If pretty much the only Foghat song you're familiar with is the massive hit and classic rock staple "Slow Ride" you probably won't be interested in Last Train Home. If you're a longtime fan, however, and remember early tunes like "Honey Hush" and the band's cover of the Willie Dixon-penned Muddy Waters standard "I Just Want to Make Love to You," you'll love Foghat's first official blues album.
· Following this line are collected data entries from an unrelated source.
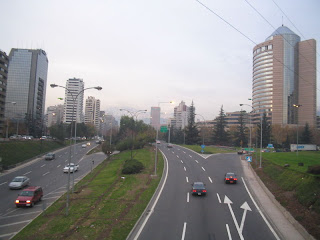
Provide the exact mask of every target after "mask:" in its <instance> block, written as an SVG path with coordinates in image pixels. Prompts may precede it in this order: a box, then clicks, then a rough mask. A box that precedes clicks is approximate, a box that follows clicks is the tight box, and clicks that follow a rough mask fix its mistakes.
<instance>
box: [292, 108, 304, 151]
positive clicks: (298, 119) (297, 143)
mask: <svg viewBox="0 0 320 240" xmlns="http://www.w3.org/2000/svg"><path fill="white" fill-rule="evenodd" d="M293 107H295V108H297V115H296V118H297V157H298V155H299V152H298V148H299V145H298V144H299V119H298V110H299V107H302V105H301V104H293Z"/></svg>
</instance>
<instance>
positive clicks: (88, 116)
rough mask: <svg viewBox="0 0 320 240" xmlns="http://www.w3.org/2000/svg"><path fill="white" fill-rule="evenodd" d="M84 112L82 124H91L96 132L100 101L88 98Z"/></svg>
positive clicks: (89, 97) (99, 107)
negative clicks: (83, 121)
mask: <svg viewBox="0 0 320 240" xmlns="http://www.w3.org/2000/svg"><path fill="white" fill-rule="evenodd" d="M84 112H85V115H84V123H88V124H92V125H94V127H95V129H96V130H99V127H100V126H99V117H100V100H99V99H95V98H94V97H88V99H87V100H86V107H85V111H84Z"/></svg>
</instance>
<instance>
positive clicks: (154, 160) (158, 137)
mask: <svg viewBox="0 0 320 240" xmlns="http://www.w3.org/2000/svg"><path fill="white" fill-rule="evenodd" d="M161 103H173V101H170V102H158V108H159V110H160V104H161ZM160 126H161V110H160V111H159V127H157V135H156V155H155V158H154V176H157V159H158V143H157V141H158V138H159V128H160Z"/></svg>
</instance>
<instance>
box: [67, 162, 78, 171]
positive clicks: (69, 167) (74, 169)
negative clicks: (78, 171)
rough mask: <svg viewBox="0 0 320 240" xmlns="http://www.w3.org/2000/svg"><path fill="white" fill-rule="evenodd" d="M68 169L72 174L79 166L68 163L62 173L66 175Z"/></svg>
mask: <svg viewBox="0 0 320 240" xmlns="http://www.w3.org/2000/svg"><path fill="white" fill-rule="evenodd" d="M69 169H70V172H72V173H74V172H76V171H78V170H79V165H78V164H74V163H70V164H68V165H66V166H65V167H64V168H63V172H64V173H68V172H69Z"/></svg>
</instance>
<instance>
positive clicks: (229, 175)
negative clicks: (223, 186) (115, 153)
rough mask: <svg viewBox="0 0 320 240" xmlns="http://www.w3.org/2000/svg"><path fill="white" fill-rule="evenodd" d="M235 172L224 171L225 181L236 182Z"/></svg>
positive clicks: (228, 182) (226, 181) (233, 182)
mask: <svg viewBox="0 0 320 240" xmlns="http://www.w3.org/2000/svg"><path fill="white" fill-rule="evenodd" d="M237 180H238V179H237V178H236V174H234V173H226V175H225V176H224V181H225V183H237Z"/></svg>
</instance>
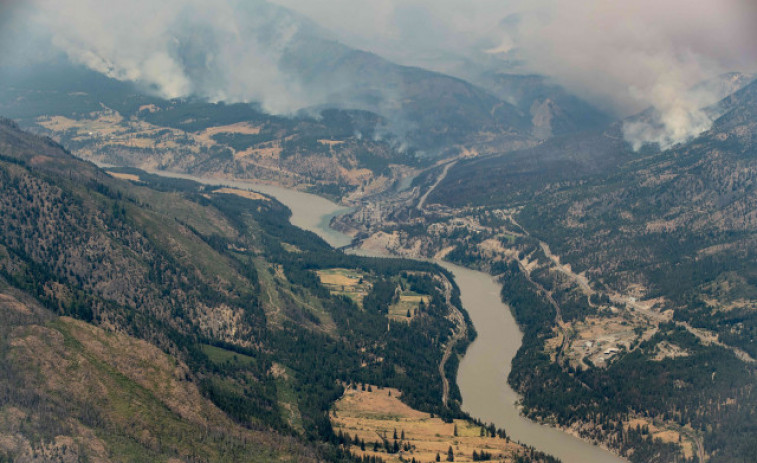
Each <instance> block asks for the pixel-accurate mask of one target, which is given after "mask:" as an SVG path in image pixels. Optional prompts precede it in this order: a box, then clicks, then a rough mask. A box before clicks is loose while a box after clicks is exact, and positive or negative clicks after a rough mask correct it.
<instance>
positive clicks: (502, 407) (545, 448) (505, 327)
mask: <svg viewBox="0 0 757 463" xmlns="http://www.w3.org/2000/svg"><path fill="white" fill-rule="evenodd" d="M149 173H151V174H155V175H161V176H166V177H172V178H184V179H188V180H194V181H197V182H199V183H203V184H207V185H213V186H230V187H235V188H243V189H248V190H253V191H257V192H260V193H264V194H267V195H269V196H273V197H274V198H276V199H277V200H278V201H279V202H281V203H282V204H284V205H285V206H287V207H289V209H290V210H291V211H292V217H291V222H292V224H293V225H296V226H298V227H300V228H303V229H305V230H308V231H312V232H313V233H315V234H317V235H319V236H320V237H321V238H322V239H324V240H325V241H326V242H328V243H329V244H330V245H331V246H333V247H336V248H340V247H345V246H348V245H350V243H351V242H352V237H351V236H349V235H346V234H344V233H341V232H339V231H337V230H334V229H332V228H331V227H330V226H329V224H330V221H331V219H332V218H333V217H335V216H338V215H341V214H344V213H347V212H349V210H350V209H349V208H346V207H343V206H340V205H338V204H335V203H333V202H331V201H329V200H327V199H325V198H323V197H320V196H317V195H313V194H310V193H305V192H301V191H297V190H292V189H288V188H283V187H278V186H273V185H268V184H260V183H255V182H248V181H240V180H229V179H224V178H203V177H196V176H192V175H188V174H181V173H175V172H163V171H152V172H149ZM365 251H367V252H365ZM376 251H377V250H364V252H362V253H361V252H360V250H358V253H361V254H364V255H371V256H373V257H389V256H390V255H391V254H390V253H389V252H388V251H387V252H376ZM384 251H386V250H384ZM433 262H435V263H437V264H439V265H440V266H442V267H444V268H445V269H447V270H448V271H450V272H451V273H452V275H453V276H454V278H455V282H456V283H457V285H458V287H459V288H460V291H461V299H462V302H463V307H464V309H465V311H466V312H467V313H468V315H469V316H470V317H471V320H472V322H473V326H474V327H475V329H476V331H477V332H478V336H477V338H476V339H475V340H474V341H473V343H471V345H470V346H469V347H468V350H467V352H466V354H465V356H464V357H463V359H462V360H461V362H460V366H459V369H458V375H457V378H456V380H457V384H458V387H459V388H460V392H461V394H462V396H463V404H462V408H463V410H464V411H466V412H468V413H469V414H470V415H471V416H472V417H474V418H477V419H480V420H482V421H484V422H487V423H494V424H495V425H496V426H497V427H499V428H504V429H505V430H506V431H507V433H508V435H509V436H510V437H511V438H512V439H513V440H515V441H519V442H521V443H523V444H526V445H530V446H533V447H534V448H536V449H537V450H540V451H543V452H546V453H548V454H551V455H554V456H556V457H558V458H560V459H561V460H562V461H563V463H627V460H625V459H623V458H621V457H619V456H617V455H616V454H614V453H612V452H611V451H610V450H608V449H607V448H606V447H605V446H600V445H594V444H592V443H590V442H589V441H587V440H584V439H581V438H580V437H579V436H577V434H578V432H577V431H576V430H574V429H570V428H563V427H554V426H550V425H548V424H541V423H537V422H534V421H531V420H529V419H527V418H525V417H524V416H522V415H521V413H520V408H519V407H518V405H517V402H518V401H519V399H520V396H519V395H518V394H517V393H516V392H515V391H514V390H513V389H512V388H511V387H510V386H509V384H508V383H507V376H508V374H509V372H510V364H511V360H512V358H514V356H515V355H516V353H517V351H518V348H519V347H520V345H521V343H522V336H523V334H522V333H521V331H520V328H519V327H518V325H517V323H516V322H515V319H514V318H513V316H512V314H511V313H510V309H509V307H508V306H507V305H506V304H505V303H504V302H502V299H501V297H500V290H501V287H500V285H499V284H498V283H497V282H496V281H495V280H494V278H493V277H492V276H491V275H489V274H486V273H483V272H479V271H476V270H471V269H467V268H464V267H460V266H457V265H454V264H451V263H449V262H445V261H442V260H438V259H435V260H433Z"/></svg>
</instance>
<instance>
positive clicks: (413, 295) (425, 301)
mask: <svg viewBox="0 0 757 463" xmlns="http://www.w3.org/2000/svg"><path fill="white" fill-rule="evenodd" d="M429 301H431V296H428V295H425V294H418V293H415V292H413V291H402V293H401V294H400V296H399V300H398V301H397V302H395V303H394V304H392V305H390V306H389V318H391V319H392V320H395V321H410V320H412V319H413V318H414V317H415V316H416V315H417V314H418V307H419V306H420V305H421V303H422V304H423V305H428V303H429Z"/></svg>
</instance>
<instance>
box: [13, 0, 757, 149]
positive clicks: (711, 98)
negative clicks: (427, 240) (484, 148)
mask: <svg viewBox="0 0 757 463" xmlns="http://www.w3.org/2000/svg"><path fill="white" fill-rule="evenodd" d="M271 1H272V3H276V4H278V5H282V6H285V7H287V8H289V9H291V10H293V11H296V12H298V13H300V14H301V16H299V15H297V14H287V13H285V12H284V13H282V11H281V10H280V9H278V8H273V7H271V6H270V4H267V3H266V2H264V1H263V0H246V1H243V0H218V1H213V2H209V1H205V0H161V1H154V0H130V1H128V2H123V1H103V0H31V1H29V2H10V1H8V0H3V1H2V2H0V26H2V27H1V28H0V41H2V43H0V45H2V48H5V50H3V49H2V48H0V58H1V59H3V60H4V61H8V60H9V59H10V58H9V56H8V53H7V50H8V49H14V50H21V51H22V53H20V54H17V55H16V56H19V55H21V56H24V57H26V56H35V55H38V54H40V53H42V50H41V48H42V47H43V46H42V45H41V44H42V43H45V42H46V43H48V44H49V43H52V44H53V46H54V47H55V48H56V49H58V50H60V51H62V52H64V53H65V54H66V55H67V56H68V57H69V58H70V59H71V60H73V61H76V62H78V63H80V64H85V65H87V66H89V67H91V68H93V69H96V70H98V71H101V72H104V73H106V74H108V75H110V76H112V77H116V78H119V79H123V80H134V81H139V82H141V83H143V84H147V85H149V86H151V87H153V88H156V89H157V90H158V91H159V92H160V93H161V94H163V95H164V96H168V97H175V96H184V95H188V94H198V95H200V96H203V97H207V98H209V99H211V100H228V101H261V102H262V103H263V106H264V107H265V108H266V109H268V110H269V111H271V112H277V113H288V112H292V111H294V110H296V109H298V108H300V107H303V106H311V105H317V104H320V103H323V102H324V101H325V96H324V95H319V94H318V92H317V91H313V89H307V88H302V86H301V85H300V82H299V80H298V76H293V75H290V74H288V73H287V72H284V71H283V70H282V68H281V65H280V60H281V57H282V53H283V52H284V51H285V50H286V49H287V47H288V46H289V45H290V44H291V43H292V41H293V40H294V39H295V37H297V34H298V31H300V30H301V29H302V28H309V27H310V26H309V25H308V22H309V21H308V20H306V19H304V18H309V19H310V20H312V21H313V22H314V23H316V24H318V25H320V26H322V27H323V29H326V30H328V31H330V32H328V33H327V35H328V34H333V37H335V38H337V39H338V40H340V41H342V42H343V43H345V44H347V45H350V46H353V47H356V48H360V49H365V50H369V51H374V52H376V53H378V54H381V55H382V56H385V57H387V58H389V59H392V60H395V61H398V62H400V63H402V64H407V65H419V66H423V67H428V68H432V69H434V70H439V71H444V72H449V73H452V74H456V75H459V76H462V77H465V78H469V79H472V80H476V78H477V74H478V73H480V72H482V71H508V72H520V73H539V74H544V75H547V76H550V77H552V78H553V79H554V80H555V81H556V82H557V83H559V84H561V85H563V86H565V87H566V88H568V89H569V90H571V91H573V92H575V93H576V94H578V95H579V96H582V97H584V98H586V99H588V100H589V101H590V102H592V103H594V104H596V105H598V106H600V107H602V108H603V109H606V110H610V111H613V112H615V113H616V114H617V115H619V116H625V115H629V114H633V113H635V112H637V111H639V110H642V109H644V108H646V107H648V106H650V105H653V106H655V107H657V108H658V109H659V110H660V111H661V113H662V114H663V123H664V124H665V126H666V130H668V129H669V130H668V131H669V132H670V134H672V135H674V136H675V137H676V138H680V137H681V136H686V135H687V134H688V133H689V132H691V131H699V130H701V127H702V126H703V124H704V126H706V125H708V123H707V121H702V120H700V119H701V116H702V114H701V113H699V112H698V109H699V108H700V107H701V106H702V105H705V104H710V103H712V101H709V100H712V99H713V97H714V96H713V95H703V94H702V93H701V92H700V93H699V94H697V95H692V94H691V93H690V92H688V89H689V88H690V87H691V86H693V85H695V84H696V83H698V82H700V81H702V80H703V79H708V78H712V77H714V76H716V75H718V74H720V73H723V72H726V71H731V70H741V71H754V70H755V68H757V28H756V27H755V24H757V14H756V13H757V6H755V3H757V2H754V1H753V0H615V1H608V0H530V1H526V0H510V1H508V0H371V1H356V0H321V1H313V0H271ZM14 6H15V7H16V8H13V7H14ZM34 37H37V38H36V39H35V38H34ZM676 134H678V135H676Z"/></svg>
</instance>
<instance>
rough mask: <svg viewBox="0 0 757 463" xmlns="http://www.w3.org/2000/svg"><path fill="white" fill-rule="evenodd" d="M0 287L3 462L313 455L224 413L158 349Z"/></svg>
mask: <svg viewBox="0 0 757 463" xmlns="http://www.w3.org/2000/svg"><path fill="white" fill-rule="evenodd" d="M0 291H1V294H0V319H2V320H3V323H2V324H1V325H0V334H2V336H0V365H1V366H2V368H0V371H1V372H2V373H0V375H2V376H1V377H0V388H1V390H2V401H1V403H2V405H1V406H0V458H5V459H9V460H10V461H18V462H24V461H60V462H75V461H88V460H89V461H166V460H170V459H172V458H173V459H178V460H194V461H260V462H265V461H271V460H274V459H275V460H282V461H293V462H294V461H298V462H299V461H317V459H316V458H315V456H314V453H315V449H313V448H308V447H307V446H305V445H303V444H301V443H299V442H298V441H297V440H296V439H294V438H292V437H285V436H283V435H277V434H274V433H271V432H270V431H260V430H251V429H247V428H245V427H244V426H242V425H240V424H237V423H235V422H234V421H232V420H231V419H229V417H228V416H227V415H226V414H224V413H223V412H222V411H221V410H219V409H218V408H217V407H216V406H214V405H213V404H212V403H211V402H210V401H209V400H208V399H207V398H205V397H203V396H202V395H201V393H200V391H199V388H198V386H197V384H196V383H194V382H192V381H191V380H190V378H191V374H192V373H191V371H190V369H189V368H188V367H187V365H185V364H184V363H183V362H179V361H177V360H176V359H175V358H172V357H170V356H169V355H167V354H166V353H164V352H162V351H160V350H159V349H157V348H156V347H155V346H153V345H150V344H149V343H147V342H145V341H141V340H138V339H135V338H133V337H129V336H127V335H125V334H122V333H114V332H107V331H105V330H102V329H100V328H97V327H95V326H93V325H90V324H87V323H84V322H82V321H77V320H74V319H71V318H68V317H58V316H55V315H53V314H52V313H50V312H49V311H48V310H46V309H44V308H42V307H40V306H39V305H38V304H37V303H36V302H34V301H31V300H28V298H27V297H24V296H23V295H21V294H19V293H18V291H16V290H13V289H11V288H9V287H8V286H7V285H6V284H5V283H2V290H0ZM4 461H5V460H4Z"/></svg>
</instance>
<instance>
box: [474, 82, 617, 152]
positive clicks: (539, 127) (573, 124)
mask: <svg viewBox="0 0 757 463" xmlns="http://www.w3.org/2000/svg"><path fill="white" fill-rule="evenodd" d="M480 84H481V85H482V86H483V87H484V88H486V89H487V90H489V91H490V92H492V93H493V94H494V95H496V96H497V97H499V98H500V99H502V100H503V101H507V102H509V103H511V104H513V105H515V106H516V107H517V108H518V109H520V110H521V111H523V113H524V114H526V115H527V116H529V117H530V119H531V133H532V134H533V135H534V136H536V137H537V138H539V139H542V140H543V139H547V138H551V137H553V136H560V135H566V134H570V133H578V132H585V131H591V130H597V129H600V128H602V127H603V126H606V125H608V124H609V123H610V122H611V121H612V119H611V117H610V116H609V115H607V114H604V113H603V112H601V111H599V110H598V109H597V108H595V107H593V106H591V105H590V104H589V103H587V102H585V101H583V100H581V99H580V98H578V97H576V96H574V95H571V94H570V93H568V92H567V91H566V90H565V89H563V88H562V87H559V86H557V85H554V84H550V83H549V81H548V79H547V78H546V77H544V76H539V75H517V74H502V73H495V74H488V75H484V76H483V77H482V78H481V82H480Z"/></svg>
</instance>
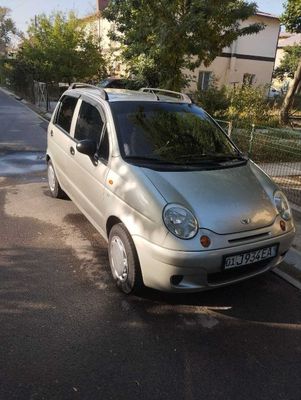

The slide guitar-filled blues boogie sound of early albums is present here on original songs "Born for the Road" and "Last Train Home" as well as covers like "Shake Your Moneymaker" and "Louisiana Blues." "495 Boogie" is another original, a rollicking piano-driven instrumental that mashes up the Fabulous Thunderbirds and Jerry Lee Lewis; at the other end of the spectrum is a slide-happy cover of Elmore James' slow smoker, "It Hurts Me Too." Guitarist Eddie Kirkland guests on two cuts on this beloved band's impressive return to early form.
Stevie Ray Vaughan and Double Trouble
Couldn't Stand the Weather---Legacy Edition
Epic/Legacy
This year marks the 20th anniversary of the tragic death of the young guitar god and over the course of those two decades many unreleased tapes have been unearthed and some of them are featured on this double-disc set. Disc one holds a remastered version of the original album, appended with eleven bonus cuts, three of which (alternate versions of "The Sky is Crying" and "Boot Hill," a sax-free take on the instrumental "Stang's Swang") are previously unreleased. The thing that makes this Legacy Edition an absolute treasure though is disc two---a previously unreleased live set recorded in Montreal in 1984 loaded with favorites like "Cold Shot," "Pride and Joy," "Love Struck Baby" and the Jimi Hendrix cover "Voodoo Child (Slight Return)" but also fattened-up with deep album cuts like "Lenny" and "Honey Bee."
Piano Red
The Lost Atlanta Tapes
Landslide
Piano Red's introduction to the second song in this set, "My Baby's Gone," speaks to the authenticity of his music; "I used to live the blues, and that's where I learned to play them." Red, who died in 1985, played a style of barroom blues that evolved out of the ragtime era and here he barrels through eighteen cuts with only a simple rhythm section backing him up, relying on his piano playing, vocal work and between song patter to hold his audience's attention. There is no electric guitar here but fans of B.B. King will find that Red's raucous music embodies an ever-present friendly buoyancy similar to King's. This show is about evenly split between Piano Red originals and blues standards and includes previously unreleased takes on chestnuts "C.C. Rider," "St. Louis Blues" and Leadbelly's "Cotton Fields."